While he's off riding a unicorn on the wind to save the planet from
nuclear peril, she's in her attic bedroom, keeping her hand on a dog
(whom we're led to believe just might be part guardian angel) since the
act of touching the warm fur of the living creature seems to connect her
more closely to her little brother's mind and heart. Shades of linder
lines.
Meg also kythes deeply with Calvin, the young man who will grow up to be
her husband. Their intimacy of communication is similar to what she
shares with others, but also different, tinged with
eros as well as
philos, I guess you might say (and all of it bathed somehow in
agape).
The nuances are hard to describe, but definitely there, reminding me of
Miri's ability to quarry-speak most clearly, especially when in peril,
with the young man closest to her own heart, Peder. Although their
feelings for one another have not been fully acknowledged or recognized
even by themselves, the feelings are there (which Hale makes beautifully
clear from their awkwardness around one another).
More than Meg and Calvin, however, Peder and Miri's ability to
communicate reminded me forcefully of Vicky Austin and Adam Eddington in
A Ring of Endless Light. If
absolutely forced to choose a favorite L'Engle novel, I would probably
choose Ring, which I read over and over again between the ages of 15-25.

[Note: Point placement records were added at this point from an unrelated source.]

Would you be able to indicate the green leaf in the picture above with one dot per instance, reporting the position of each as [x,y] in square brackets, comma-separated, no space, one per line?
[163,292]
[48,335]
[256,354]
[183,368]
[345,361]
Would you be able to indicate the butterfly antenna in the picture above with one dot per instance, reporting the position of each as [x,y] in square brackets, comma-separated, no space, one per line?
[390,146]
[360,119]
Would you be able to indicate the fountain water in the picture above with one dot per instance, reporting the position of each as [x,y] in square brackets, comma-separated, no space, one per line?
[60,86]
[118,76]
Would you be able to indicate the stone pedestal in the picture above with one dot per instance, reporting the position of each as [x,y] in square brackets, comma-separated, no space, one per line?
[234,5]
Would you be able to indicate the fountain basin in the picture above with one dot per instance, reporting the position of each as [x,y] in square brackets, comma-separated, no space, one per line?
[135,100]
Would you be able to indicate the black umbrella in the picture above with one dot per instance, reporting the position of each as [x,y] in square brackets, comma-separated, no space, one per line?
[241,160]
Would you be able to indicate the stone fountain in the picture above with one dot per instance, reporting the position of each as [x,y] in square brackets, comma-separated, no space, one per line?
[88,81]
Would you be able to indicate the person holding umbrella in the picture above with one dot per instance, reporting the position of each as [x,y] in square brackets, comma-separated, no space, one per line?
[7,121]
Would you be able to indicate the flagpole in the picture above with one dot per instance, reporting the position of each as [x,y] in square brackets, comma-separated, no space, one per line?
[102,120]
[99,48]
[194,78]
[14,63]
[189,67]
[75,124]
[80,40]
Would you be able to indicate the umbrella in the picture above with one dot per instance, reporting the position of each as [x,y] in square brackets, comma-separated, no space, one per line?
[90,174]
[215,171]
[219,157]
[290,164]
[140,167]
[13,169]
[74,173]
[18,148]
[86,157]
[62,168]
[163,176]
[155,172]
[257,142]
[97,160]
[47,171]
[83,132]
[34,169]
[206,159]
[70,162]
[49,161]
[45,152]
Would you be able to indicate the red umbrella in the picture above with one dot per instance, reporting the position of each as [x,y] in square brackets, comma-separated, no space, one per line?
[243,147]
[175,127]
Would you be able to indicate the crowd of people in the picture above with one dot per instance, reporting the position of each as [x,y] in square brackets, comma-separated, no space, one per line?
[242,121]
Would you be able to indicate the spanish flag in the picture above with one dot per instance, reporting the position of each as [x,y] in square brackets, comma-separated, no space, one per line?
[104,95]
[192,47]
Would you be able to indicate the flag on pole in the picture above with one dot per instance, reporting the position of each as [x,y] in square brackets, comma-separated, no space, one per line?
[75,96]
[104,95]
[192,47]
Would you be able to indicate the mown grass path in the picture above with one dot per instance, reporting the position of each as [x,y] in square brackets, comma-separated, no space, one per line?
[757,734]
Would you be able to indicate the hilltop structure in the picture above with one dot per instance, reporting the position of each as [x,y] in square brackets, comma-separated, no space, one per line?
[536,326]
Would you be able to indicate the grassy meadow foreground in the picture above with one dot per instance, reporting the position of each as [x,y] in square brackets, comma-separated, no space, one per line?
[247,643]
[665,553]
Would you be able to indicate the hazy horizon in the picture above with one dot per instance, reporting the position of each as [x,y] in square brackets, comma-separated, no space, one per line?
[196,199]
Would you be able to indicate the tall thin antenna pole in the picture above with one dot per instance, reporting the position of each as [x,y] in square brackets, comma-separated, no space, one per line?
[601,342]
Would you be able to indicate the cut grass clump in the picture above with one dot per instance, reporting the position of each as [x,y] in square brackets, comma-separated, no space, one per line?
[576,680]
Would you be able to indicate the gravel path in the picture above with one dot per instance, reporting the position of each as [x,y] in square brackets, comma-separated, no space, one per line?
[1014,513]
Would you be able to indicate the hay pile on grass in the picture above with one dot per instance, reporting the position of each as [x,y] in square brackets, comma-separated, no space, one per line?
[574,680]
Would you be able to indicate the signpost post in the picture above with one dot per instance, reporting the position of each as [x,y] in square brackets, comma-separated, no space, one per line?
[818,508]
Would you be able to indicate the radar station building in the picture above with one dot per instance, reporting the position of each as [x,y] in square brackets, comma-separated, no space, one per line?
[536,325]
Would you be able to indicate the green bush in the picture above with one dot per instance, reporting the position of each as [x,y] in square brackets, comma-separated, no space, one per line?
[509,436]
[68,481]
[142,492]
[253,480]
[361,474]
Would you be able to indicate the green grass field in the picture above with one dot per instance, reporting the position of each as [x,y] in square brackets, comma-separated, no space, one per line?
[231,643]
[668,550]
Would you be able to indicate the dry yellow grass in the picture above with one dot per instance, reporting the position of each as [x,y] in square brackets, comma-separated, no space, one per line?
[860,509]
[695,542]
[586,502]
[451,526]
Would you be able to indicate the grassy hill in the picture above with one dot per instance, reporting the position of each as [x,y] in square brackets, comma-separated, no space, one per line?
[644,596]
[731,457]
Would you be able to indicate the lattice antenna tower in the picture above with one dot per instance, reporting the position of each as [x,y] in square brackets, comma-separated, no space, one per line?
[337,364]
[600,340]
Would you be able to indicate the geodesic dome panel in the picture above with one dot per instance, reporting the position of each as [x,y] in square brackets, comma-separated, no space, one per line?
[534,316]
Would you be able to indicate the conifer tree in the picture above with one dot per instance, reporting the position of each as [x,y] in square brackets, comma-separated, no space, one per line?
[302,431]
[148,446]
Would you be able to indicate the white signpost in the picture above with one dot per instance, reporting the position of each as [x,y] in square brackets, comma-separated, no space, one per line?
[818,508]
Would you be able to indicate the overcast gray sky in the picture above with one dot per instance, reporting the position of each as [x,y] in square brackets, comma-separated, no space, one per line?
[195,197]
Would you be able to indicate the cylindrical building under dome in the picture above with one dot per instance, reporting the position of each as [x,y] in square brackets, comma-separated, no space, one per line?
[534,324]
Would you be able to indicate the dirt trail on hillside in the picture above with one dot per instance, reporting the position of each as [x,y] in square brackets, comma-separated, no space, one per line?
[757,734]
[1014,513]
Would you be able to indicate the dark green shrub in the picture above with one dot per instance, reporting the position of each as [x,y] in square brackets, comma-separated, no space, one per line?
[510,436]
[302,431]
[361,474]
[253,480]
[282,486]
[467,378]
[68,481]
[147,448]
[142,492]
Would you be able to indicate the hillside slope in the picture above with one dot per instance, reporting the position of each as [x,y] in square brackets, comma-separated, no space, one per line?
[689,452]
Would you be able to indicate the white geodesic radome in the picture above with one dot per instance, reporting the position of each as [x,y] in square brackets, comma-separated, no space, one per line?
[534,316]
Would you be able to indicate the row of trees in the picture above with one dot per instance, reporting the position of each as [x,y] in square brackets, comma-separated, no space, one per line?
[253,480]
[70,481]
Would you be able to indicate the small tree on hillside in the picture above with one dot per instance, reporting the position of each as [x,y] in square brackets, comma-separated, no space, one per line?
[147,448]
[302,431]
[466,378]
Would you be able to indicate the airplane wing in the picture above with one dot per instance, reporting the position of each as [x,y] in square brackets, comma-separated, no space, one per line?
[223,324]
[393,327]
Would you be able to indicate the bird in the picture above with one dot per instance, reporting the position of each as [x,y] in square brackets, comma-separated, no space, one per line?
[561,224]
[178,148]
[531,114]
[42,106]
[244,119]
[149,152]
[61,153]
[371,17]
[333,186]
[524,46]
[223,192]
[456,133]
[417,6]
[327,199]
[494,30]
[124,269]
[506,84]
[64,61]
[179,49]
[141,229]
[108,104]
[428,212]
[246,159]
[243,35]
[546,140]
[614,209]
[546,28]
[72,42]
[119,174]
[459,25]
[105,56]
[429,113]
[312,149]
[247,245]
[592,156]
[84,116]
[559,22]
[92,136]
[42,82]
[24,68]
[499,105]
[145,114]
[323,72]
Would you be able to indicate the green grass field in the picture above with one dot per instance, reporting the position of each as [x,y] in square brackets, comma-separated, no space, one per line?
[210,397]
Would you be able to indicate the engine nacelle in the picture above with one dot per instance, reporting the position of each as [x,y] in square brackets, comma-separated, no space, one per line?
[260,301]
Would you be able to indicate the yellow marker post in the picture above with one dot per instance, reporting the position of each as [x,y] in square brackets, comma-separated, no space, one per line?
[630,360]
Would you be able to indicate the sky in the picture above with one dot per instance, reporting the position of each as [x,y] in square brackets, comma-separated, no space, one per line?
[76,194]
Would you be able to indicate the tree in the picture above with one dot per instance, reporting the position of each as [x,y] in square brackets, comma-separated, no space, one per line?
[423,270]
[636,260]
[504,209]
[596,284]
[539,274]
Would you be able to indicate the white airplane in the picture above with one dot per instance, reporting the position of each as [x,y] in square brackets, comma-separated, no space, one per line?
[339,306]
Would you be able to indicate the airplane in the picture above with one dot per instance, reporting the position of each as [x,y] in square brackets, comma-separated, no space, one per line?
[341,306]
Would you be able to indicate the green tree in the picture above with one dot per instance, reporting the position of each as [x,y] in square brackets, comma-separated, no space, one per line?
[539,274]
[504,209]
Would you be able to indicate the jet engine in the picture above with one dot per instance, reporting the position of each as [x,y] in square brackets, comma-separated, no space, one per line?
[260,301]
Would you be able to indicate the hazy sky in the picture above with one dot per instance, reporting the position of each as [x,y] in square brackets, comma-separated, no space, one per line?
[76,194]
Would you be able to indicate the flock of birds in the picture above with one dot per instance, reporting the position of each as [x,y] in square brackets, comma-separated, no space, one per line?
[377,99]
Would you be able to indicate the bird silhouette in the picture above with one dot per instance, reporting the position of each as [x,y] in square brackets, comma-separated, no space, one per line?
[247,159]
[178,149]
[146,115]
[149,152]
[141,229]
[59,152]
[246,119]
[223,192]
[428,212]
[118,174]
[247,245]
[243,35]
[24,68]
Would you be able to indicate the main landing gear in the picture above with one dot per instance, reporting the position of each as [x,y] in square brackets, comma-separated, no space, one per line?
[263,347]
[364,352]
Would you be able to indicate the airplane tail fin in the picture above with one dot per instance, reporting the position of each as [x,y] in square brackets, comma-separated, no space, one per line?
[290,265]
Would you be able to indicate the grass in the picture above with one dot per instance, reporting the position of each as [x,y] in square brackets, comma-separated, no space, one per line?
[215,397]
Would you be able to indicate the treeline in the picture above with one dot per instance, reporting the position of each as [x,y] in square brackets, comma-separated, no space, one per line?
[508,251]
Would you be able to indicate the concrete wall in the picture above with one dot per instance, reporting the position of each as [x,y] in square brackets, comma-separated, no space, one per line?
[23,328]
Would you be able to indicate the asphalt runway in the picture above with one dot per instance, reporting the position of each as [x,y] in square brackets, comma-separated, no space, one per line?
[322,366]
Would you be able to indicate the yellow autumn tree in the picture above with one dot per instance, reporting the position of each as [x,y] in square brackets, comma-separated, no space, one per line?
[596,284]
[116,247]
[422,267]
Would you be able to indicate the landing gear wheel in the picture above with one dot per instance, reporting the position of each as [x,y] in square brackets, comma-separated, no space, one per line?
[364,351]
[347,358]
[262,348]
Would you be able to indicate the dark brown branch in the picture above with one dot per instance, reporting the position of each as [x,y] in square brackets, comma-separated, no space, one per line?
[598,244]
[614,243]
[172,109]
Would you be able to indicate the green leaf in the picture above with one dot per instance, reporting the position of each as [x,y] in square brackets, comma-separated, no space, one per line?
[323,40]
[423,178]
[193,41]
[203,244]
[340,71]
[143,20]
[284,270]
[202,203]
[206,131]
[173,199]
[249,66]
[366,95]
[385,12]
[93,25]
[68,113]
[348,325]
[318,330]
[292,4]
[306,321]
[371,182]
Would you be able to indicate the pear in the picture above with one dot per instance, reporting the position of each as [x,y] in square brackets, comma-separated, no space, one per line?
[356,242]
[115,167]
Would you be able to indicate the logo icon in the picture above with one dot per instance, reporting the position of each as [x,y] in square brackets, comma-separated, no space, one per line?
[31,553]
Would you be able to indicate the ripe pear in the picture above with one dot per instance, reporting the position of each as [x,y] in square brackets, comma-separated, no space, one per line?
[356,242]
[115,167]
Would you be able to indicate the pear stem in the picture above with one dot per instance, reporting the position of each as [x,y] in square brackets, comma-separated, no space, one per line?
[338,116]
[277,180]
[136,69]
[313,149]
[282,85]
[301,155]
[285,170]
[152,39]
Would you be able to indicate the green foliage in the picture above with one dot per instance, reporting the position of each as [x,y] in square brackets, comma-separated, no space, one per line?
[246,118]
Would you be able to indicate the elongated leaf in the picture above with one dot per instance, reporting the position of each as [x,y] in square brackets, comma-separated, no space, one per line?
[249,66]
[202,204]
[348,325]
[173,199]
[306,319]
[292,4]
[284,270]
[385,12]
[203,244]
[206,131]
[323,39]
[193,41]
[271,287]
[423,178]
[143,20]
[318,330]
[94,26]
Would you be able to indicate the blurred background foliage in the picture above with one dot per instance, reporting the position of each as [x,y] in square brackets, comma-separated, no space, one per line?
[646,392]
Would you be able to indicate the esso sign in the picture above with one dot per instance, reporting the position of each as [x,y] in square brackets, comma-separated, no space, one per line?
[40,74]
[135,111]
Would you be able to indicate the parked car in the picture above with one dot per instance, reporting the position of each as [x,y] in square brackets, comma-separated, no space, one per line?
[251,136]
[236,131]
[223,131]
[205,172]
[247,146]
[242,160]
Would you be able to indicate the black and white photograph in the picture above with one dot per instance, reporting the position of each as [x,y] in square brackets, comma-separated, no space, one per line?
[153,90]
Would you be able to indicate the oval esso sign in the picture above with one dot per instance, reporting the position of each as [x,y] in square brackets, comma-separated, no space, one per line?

I don't know why it never dawned on me with any forcefulness (until
now!) that the unspoken communication developed in Ring looks an awful
lot like kything. Vicky experiences an ability to communicate without
words (and to receive communications, often in the form of wordless
images) first with dolphins (animals are always very important in
Madeleine's work) and then with Adam, the young man who introduces her
to the dolphins.
Maybe one reason I never made an explicit connection is because
distinctions used to be often made between Madeleine's "chronos" books
and her "kairos" books. In her so-called kairos books, characters were
not bound by the normal nature of time, while characters in the chronos
books never time-traveled. That's a useful enough distinction in some
regards, but it's not so easy to break her books down into categories of
"fantasy" and "realism" with the kairos books neatly falling into one
and the chronos books into the other. Even in her more realistic books,
where the characters don't fly with unicorns, there are mystical
elements. Vicky, after all, flies with dolphins.
I've wandered far afield. My main observation is that Miri's unspoken
message to Peder felt familiar, not in a derivative way, but in a
lovely, shared tradition way. Peder's response in her time of peril
mirrors Adam's. Vicky and Adam's wondering exchange (once the peril is
past) is so sweet and simple:
"I called you --" "And I came," he said. Words that could have been quarry-sung in another book, time and place.